Neckdive is the biggest bane of cheap Thunderbird replicas. It can cause huge problems to one’s left arm, neck and back. Why the neck dive occurs is usually a sum of many parts but the main reason is the location of the strap button. Usually on basses the upper horn helps to place the strap button and also the player closer to the headstock. Reverse Thunderbirds are famous for not having that particular horn. Well, anyway, here’s one way to help get rid of the neckdive problem. At least how I did it.
First I removed the strap button from it’s original position. I’ve never really understood why they keep putting the strap button in that position. It’s absolutely retarded. Either Epiphone/Gibson have no product development or/and Gibson counts on a questionable strategy that all these little flaws on Epiphones make us invest 1500 € for a REAL Gibson. Well, not me.
After that I unswcrewed the lower screw of the neckplate. The one on the neck’s side. Some people or actually the majority prefer to just drill a hole in the middle of the neckplate and set the strap button there but I chose this way since my drill couldn’t get through the damn plate. If you choose to make a new whole you should drill it as close to the neck as you can.
Next I attempted to get the neckplate screw through the strap button hole. And who would’ve guessed: I ran into a problem. The hole in the strap button was way too tight for the screw to get through. So again, I was forced to use violence. I took the drill again and made the damn hole a little bigger. Took some time and got the table covered in some cool strap button glitter but it worked. I got the screw through it.

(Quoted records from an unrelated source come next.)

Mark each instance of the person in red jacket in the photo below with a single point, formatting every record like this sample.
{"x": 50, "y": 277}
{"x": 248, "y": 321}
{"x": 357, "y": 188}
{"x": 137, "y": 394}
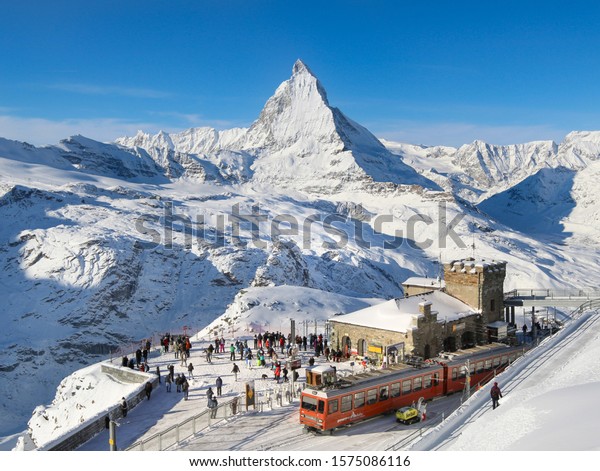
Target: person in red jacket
{"x": 496, "y": 394}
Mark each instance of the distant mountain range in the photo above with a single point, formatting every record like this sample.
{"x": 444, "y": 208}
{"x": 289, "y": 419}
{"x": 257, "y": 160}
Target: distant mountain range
{"x": 103, "y": 244}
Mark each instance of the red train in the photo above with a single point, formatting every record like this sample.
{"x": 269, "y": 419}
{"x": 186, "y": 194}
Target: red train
{"x": 329, "y": 402}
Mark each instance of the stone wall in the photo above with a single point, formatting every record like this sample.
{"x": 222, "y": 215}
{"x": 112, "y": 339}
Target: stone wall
{"x": 480, "y": 284}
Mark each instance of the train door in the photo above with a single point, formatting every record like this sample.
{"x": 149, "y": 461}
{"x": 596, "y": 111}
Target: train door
{"x": 362, "y": 347}
{"x": 427, "y": 352}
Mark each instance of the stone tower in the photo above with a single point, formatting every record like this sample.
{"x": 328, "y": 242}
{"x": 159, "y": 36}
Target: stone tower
{"x": 480, "y": 284}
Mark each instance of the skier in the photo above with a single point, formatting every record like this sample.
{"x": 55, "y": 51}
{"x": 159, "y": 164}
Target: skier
{"x": 496, "y": 394}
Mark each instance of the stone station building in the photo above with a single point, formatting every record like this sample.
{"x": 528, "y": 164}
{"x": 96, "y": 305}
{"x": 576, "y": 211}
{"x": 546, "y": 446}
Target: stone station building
{"x": 462, "y": 310}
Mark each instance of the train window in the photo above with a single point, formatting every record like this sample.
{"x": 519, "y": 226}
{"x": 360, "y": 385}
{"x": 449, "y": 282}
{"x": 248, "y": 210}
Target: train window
{"x": 359, "y": 399}
{"x": 309, "y": 403}
{"x": 426, "y": 382}
{"x": 346, "y": 403}
{"x": 371, "y": 396}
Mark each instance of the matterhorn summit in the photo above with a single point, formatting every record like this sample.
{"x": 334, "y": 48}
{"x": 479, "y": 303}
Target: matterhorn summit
{"x": 298, "y": 118}
{"x": 298, "y": 141}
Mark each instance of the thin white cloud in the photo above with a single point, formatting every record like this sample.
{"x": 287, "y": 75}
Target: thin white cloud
{"x": 38, "y": 131}
{"x": 91, "y": 89}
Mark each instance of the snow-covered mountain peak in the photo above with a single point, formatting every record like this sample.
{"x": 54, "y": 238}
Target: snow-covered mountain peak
{"x": 301, "y": 68}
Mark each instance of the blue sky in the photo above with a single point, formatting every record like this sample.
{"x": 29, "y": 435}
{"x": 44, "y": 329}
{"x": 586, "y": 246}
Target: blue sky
{"x": 421, "y": 72}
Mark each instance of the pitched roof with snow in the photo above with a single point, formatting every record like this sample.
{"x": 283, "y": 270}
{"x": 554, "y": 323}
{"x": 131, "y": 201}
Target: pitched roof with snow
{"x": 433, "y": 283}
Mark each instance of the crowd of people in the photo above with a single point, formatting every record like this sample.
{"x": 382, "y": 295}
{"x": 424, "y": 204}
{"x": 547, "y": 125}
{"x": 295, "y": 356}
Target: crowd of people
{"x": 269, "y": 351}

After that I just screwed the strap button into it’s new position and voila. The neck should now be in a better angle now and the headstock should be slightly closer to the player. If you want more ways to negate the neck dive you might want to consider moving the back strap button a little higher, get a high mass bridge, buy a wide leather strap and replace the tuners with lighter ones. At least Schaller sells those extra light tuners.